Ratschlag: So wie das aus deinem Code sehen konnte, benutzt du ein GUI-Tool. Das ist für Anfänger gerade zu schlecht. Weil sie dann die Logik, die Systematik, die Funktionen von Java und allgemein das Programmieren nie richtig lernen. Du wirst in Zukunft noch zigmal sagen warum funktioniert dies nicht das nicht. Hast du aber erst einmal schon einwenig Erfahrung, kannst du immer noch mit einem GUI-Tool arbeiten. Dann wirst du auch sofort sehen was wo fehlt. Meine Empfehlung finger Weg von Visuellen GUI Buildern, bist du die Grundlagen von Java verstanden hast. Das hält dich mehr auf, als das es eine Vereinfachung ist.

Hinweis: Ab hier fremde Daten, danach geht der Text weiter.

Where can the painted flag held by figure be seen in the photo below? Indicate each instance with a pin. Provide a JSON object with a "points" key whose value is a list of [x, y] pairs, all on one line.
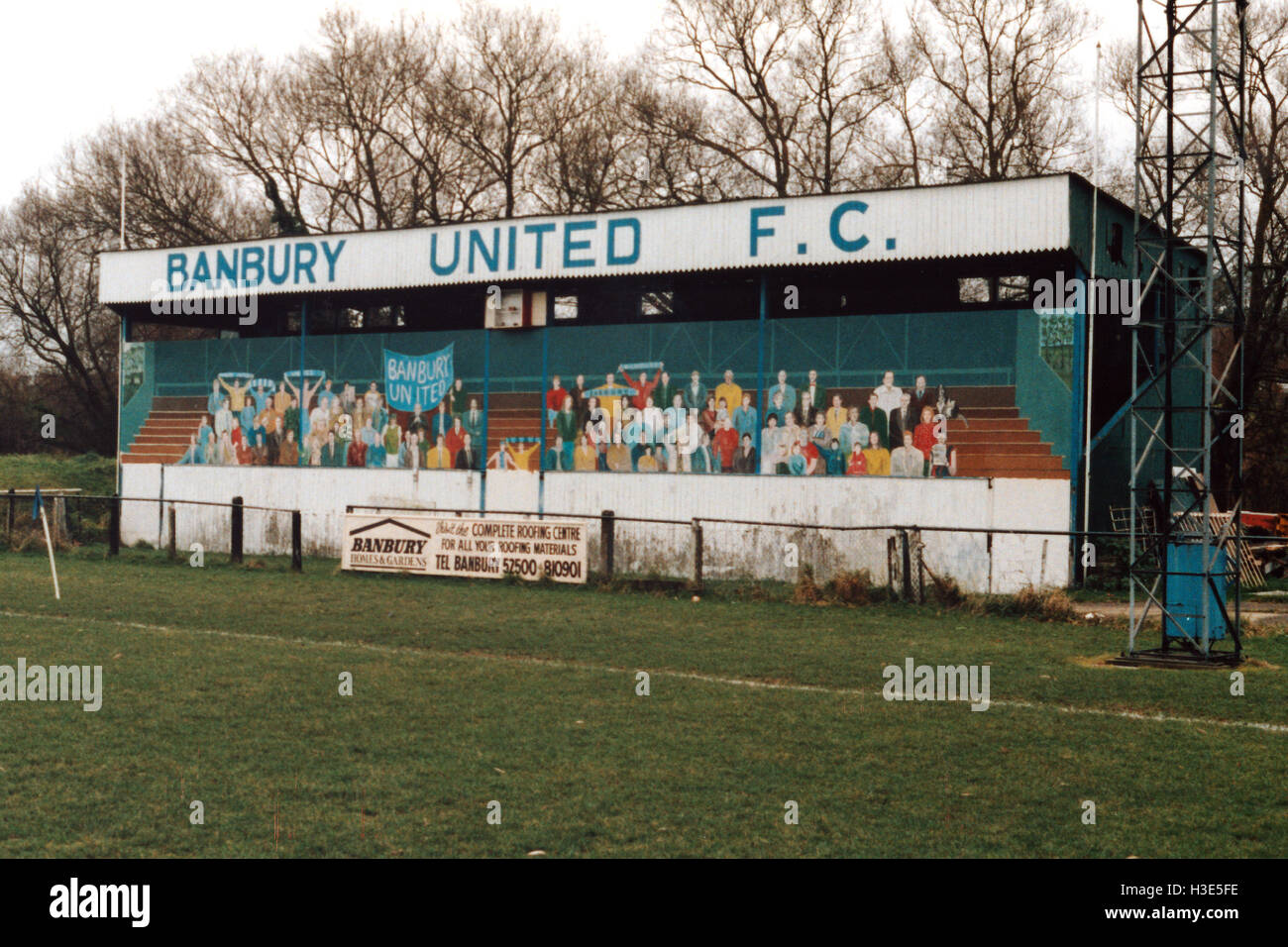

Ein erfahrener Programmierer könnte natürlich auch von GUI-Tools profitieren.

Vg Erdal


----------



## Rodabujean (31. März 2006)

danke, nun  es ...
für die GUI kann ich nichts, kann mir leider nich aussuchen was ich da benutze, wir hatten bestimmte vorgaben, und an die musst ich mich halten !

mfg ty roda


----------



## flashray (31. März 2006)

Funktioniert es nun mit dem Sound?


----------